Recently I finished reading Pragmatic Thinking & Learning by Andy Hunt, which was a very thought provoking read. It’s published by the Pragmatic Programmers, but that should not put off non-programmers (like myself) as there is much to benefit both technical and non-technical people. In fact the only requirement is to have a human brain.
The first half of the book details how the brain works at a physiological level, models of brain function and the habits that tend to be associated with learning. I found the discussion of differences between L-mode (Linear) and R-mode (Rich) very insightful.
In the second half it discusses different ways you can harness your understanding of L-mode and R-mode to enhance your learning ability. One shocking reference is to a study that reports constantly checking your email has a larger impact on your IQ than smoking a joint.

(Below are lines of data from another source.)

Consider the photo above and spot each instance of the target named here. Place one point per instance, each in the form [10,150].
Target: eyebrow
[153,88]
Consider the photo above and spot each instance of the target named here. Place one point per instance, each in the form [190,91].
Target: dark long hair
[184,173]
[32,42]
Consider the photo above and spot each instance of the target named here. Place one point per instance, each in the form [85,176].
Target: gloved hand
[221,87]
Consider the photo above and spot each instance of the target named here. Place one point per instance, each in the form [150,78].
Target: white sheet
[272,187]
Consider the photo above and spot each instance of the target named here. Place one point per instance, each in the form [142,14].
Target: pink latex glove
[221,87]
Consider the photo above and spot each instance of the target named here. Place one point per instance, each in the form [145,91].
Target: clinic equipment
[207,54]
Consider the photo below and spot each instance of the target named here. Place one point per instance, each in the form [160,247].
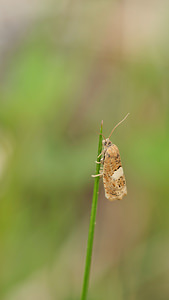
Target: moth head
[106,143]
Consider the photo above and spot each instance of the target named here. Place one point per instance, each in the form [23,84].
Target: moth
[112,171]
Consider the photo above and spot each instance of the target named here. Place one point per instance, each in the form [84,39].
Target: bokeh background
[65,66]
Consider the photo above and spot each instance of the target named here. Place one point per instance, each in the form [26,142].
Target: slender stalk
[92,225]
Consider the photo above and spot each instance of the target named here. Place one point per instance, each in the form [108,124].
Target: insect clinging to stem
[112,171]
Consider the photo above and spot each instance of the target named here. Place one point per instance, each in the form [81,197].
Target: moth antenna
[118,125]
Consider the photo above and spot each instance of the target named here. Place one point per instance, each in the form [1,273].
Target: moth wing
[113,175]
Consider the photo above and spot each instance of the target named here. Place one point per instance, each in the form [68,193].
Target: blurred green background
[65,66]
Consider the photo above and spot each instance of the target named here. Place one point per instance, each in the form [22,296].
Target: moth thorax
[106,143]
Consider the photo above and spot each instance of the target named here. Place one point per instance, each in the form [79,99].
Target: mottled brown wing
[113,176]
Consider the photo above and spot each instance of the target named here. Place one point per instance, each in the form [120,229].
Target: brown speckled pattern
[114,189]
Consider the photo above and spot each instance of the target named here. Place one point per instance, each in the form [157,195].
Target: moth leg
[97,175]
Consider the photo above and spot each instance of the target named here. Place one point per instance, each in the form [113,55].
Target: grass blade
[92,224]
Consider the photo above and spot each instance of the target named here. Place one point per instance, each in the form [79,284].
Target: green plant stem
[92,224]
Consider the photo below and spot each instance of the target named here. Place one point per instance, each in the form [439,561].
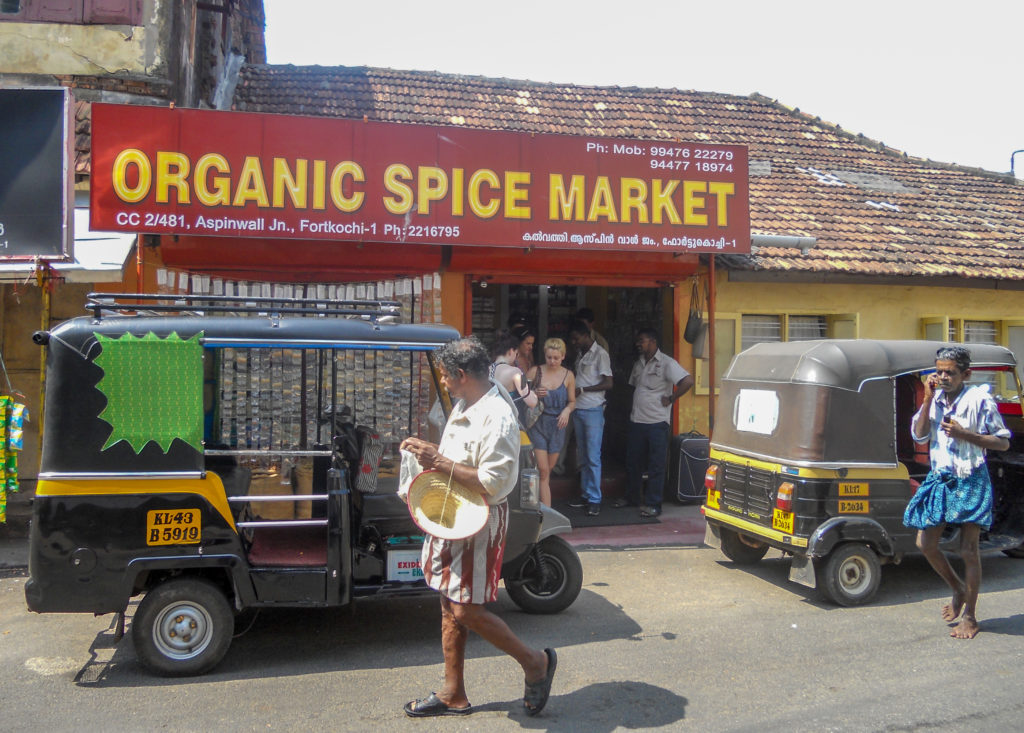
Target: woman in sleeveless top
[503,372]
[556,387]
[524,348]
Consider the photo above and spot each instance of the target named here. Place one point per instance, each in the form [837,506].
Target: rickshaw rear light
[711,477]
[783,500]
[529,483]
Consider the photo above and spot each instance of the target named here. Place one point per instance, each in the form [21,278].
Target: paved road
[673,639]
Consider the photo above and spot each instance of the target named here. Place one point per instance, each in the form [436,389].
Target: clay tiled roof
[873,210]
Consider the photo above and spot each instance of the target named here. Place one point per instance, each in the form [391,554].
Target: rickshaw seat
[235,478]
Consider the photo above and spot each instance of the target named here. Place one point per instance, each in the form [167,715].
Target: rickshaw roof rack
[196,304]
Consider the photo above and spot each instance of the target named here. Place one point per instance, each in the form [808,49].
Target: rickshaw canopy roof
[265,331]
[848,363]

I feel this is related to (what some people call) the fallacy of multi-tasking. I feel that controlled focus on one topic is more powerful than high levels of context switching with its associated overhead.
One suggestion is to have two monitors attached to your computer. I recently moved to a dual head configuration and for certain tasks I have found it really useful. Having one screen for carrying out the tasks and another for reference material is a great assistance. Another suggested tool is using Mind Maps, which I’m trying to get into the habbit of doing, as they do seem to be a powerful tool.
It’s a great book that has plenty of re-read potential and will be a great addition to my reference library.